The courses soon got heartier and I was hooked. A starter of succulent, caramelized pork breast glazed in ginger, herbs and its own juice, garnished with cubes of mashed celeriac and celeriac chips, was a playground of texture and flavor; an herb sauce added the exact freshness required to lift up the meat. When the mains arrived my partner gleefully tucked into a cod roasted in butter fraternizing with a variety of clams; it was accompanied by a foamy garlic emulsion and laid atop a bed of fregola sarda, a small, round Italian pasta.

Ms. Sedefdjian’s impressive resume includes a degree in pastry arts, so it was no surprise that desserts were equally exciting. Dollops of lemon cream on a fennel shortbread tasted light and rich until I incorporated the pastis and lemon sorbet into my spoonful — the result was a punch of sweet and sour zing. For our post-meal digestif, we opted for the Clément rum, aged in the restaurant’s own oak barrels — a delicious byproduct of Mr. Anelka’s Martinique origins and love of rum.
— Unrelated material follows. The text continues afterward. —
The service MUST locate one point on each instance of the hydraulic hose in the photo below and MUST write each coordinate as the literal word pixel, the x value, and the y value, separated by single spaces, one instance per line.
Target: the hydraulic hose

“I feel free. I’m finally in my own home,” mused Ms. Sedefdjian, now her own boss at 23. “If I want to do something, I have no barriers. If I want to serve a pissaladière as an amuse bouche, I’ll do a pissaladière as an amuse bouche. Because that’s what I want to show my customers as soon as they arrive: bienvenue chez moi.”


Baieta, 5 rue de Pontoise; restaurant-baieta-paris.fr. An average meal for two, without drinks or tip, is €120, about $150.